Hour_Mycologist_5957@reddit
https://i.redd.it/kwon1qfrjdug1.gif
DominisDruid@reddit
This is our example from early years. Infomercials and the host of “influencers” Billy Mays didn’t make all that stuff but oh boy if you wanted to sell it he and many others were the go to. And just a step beyond sales as they themselves were a brand.
SmbdysDad@reddit
We called them posers.
JWBIERE@reddit
This^^^^^
Trolkarlen@reddit
If you have to call yourself an influencer, you’re not.
retromafia@reddit
An influencer is someone who has amassed a sufficient follower base on a social media platform that he/she gets paid to promote products, services, etc. without being famous for anything else. We used to rely on people who were famous for other things (e.g., acting, sports, writing, etc.), but now you can be shill things on the Internet solely because you're famous on the Internet.
You can safely disregard them as irrelevant to your life.
2eForeverDM@reddit
Never watched or listened to one.
LinuxLinus@reddit
There was plenty of shit in the 70s and 80s and 90s that was useless and self-serving. It was just corporate. Or private, since there was no social media.
Spreadeaglebeagle44@reddit
The modern version of us wanting to be on MTV.
Velvet_Samurai@reddit
They're not influencing me...
TeenYearsKillingMe@reddit
They're just a person who makes money online through social media, either using sponsorships or by getting a percentage of sales. This is no different than a celebrity hawking a product. I find a lot of them obnoxious but I don't really see what's so wrong with it.
UrsaMajor7th@reddit
They're just public testimonials. If you've ever had a friend say "You should see this movie" or "You should try this restaurant", it's just that, but from a complete stranger.
They're really easy to ignore. We decline to comp them at our restaurant; boy, they get mad at that.
Tired_of_Arguing@reddit
Nothing like that existed back in the day. It’s a social media thing, like someone who makes YouTube or TickTok videos. A lot of them get paid to “influence” people to buy things. It’s all marketing.
Crafty_Original_7349@reddit
Everything is an ad, and these people are just sellouts.
MzunguMjinga@reddit
A marketing personality - "Nothing is new under the sun."
brenawyn@reddit
I don’t care for influencers. It’s just another form of capitalism advertising.
Komaisnotsalty@reddit
It's a fake title of importance for anyone who tries to peddle a product or 'influence' someone to use/do/purchase stuff they don't need.
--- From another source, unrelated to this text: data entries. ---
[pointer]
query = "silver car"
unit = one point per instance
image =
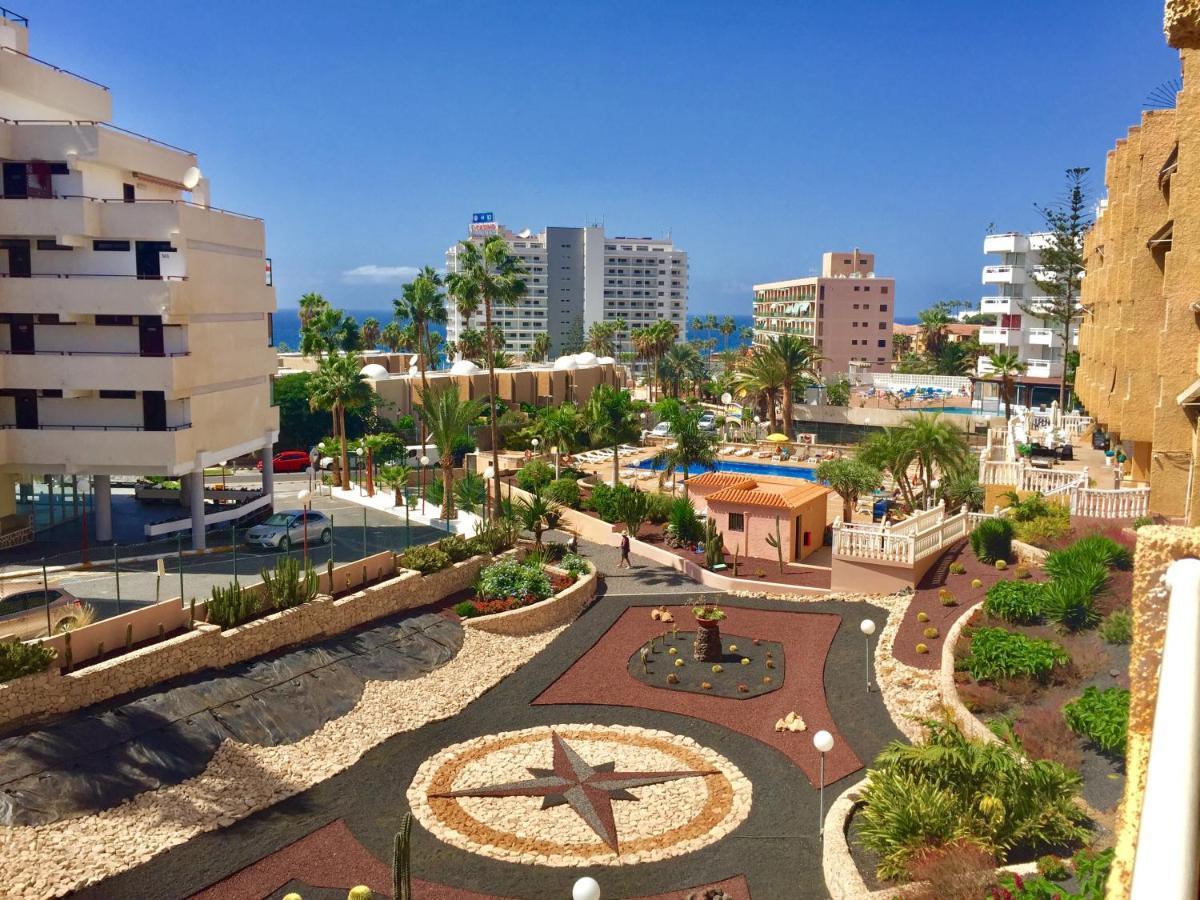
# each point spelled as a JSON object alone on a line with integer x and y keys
{"x": 288, "y": 528}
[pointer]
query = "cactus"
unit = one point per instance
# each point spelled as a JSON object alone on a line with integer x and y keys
{"x": 285, "y": 587}
{"x": 714, "y": 545}
{"x": 401, "y": 865}
{"x": 775, "y": 541}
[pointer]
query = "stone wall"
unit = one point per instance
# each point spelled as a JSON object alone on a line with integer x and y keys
{"x": 209, "y": 647}
{"x": 558, "y": 610}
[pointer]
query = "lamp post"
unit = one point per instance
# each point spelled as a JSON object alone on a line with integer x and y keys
{"x": 823, "y": 742}
{"x": 489, "y": 474}
{"x": 868, "y": 628}
{"x": 304, "y": 496}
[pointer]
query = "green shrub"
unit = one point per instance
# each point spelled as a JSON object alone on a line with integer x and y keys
{"x": 232, "y": 605}
{"x": 426, "y": 559}
{"x": 563, "y": 491}
{"x": 683, "y": 525}
{"x": 1117, "y": 628}
{"x": 511, "y": 580}
{"x": 1101, "y": 717}
{"x": 21, "y": 659}
{"x": 991, "y": 540}
{"x": 1018, "y": 601}
{"x": 953, "y": 789}
{"x": 575, "y": 564}
{"x": 658, "y": 508}
{"x": 534, "y": 475}
{"x": 1069, "y": 599}
{"x": 997, "y": 653}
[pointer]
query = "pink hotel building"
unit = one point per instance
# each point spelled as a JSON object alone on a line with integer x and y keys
{"x": 846, "y": 311}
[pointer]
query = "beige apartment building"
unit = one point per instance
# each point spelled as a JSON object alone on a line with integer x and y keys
{"x": 1139, "y": 342}
{"x": 846, "y": 312}
{"x": 135, "y": 318}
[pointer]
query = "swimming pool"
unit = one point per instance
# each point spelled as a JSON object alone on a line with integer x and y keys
{"x": 747, "y": 468}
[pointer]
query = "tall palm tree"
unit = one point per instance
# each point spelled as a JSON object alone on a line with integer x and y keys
{"x": 487, "y": 274}
{"x": 797, "y": 360}
{"x": 1006, "y": 367}
{"x": 339, "y": 385}
{"x": 449, "y": 418}
{"x": 540, "y": 349}
{"x": 727, "y": 328}
{"x": 611, "y": 421}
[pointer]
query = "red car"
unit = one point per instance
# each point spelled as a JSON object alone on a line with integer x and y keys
{"x": 288, "y": 461}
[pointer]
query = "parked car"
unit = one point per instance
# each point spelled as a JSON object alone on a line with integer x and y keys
{"x": 288, "y": 461}
{"x": 282, "y": 531}
{"x": 23, "y": 610}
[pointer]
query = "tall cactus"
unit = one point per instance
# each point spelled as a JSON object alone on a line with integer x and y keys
{"x": 775, "y": 540}
{"x": 401, "y": 861}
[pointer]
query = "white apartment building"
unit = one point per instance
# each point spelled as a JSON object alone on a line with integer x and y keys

I refuse to call someone an influencer. It's an absurd title, but then again, I'm old and cranky, so what the fuck do I know?
The only social media I use outside of Reddit is Instagram, which usually consists of me finding funny shit to send to my elderly aunt, so if I see an influencer, I just scroll past.
Easy peasy.
Icy_Pay3775@reddit
You have influenced me to say something
bene_gesserit_mitch@reddit
Kids these days. People who believe they have a brand they can cultivate and tap into riches.
Ambitious_Manager_82@reddit
I don't know what is worse "influencers" or the bozos that follow them.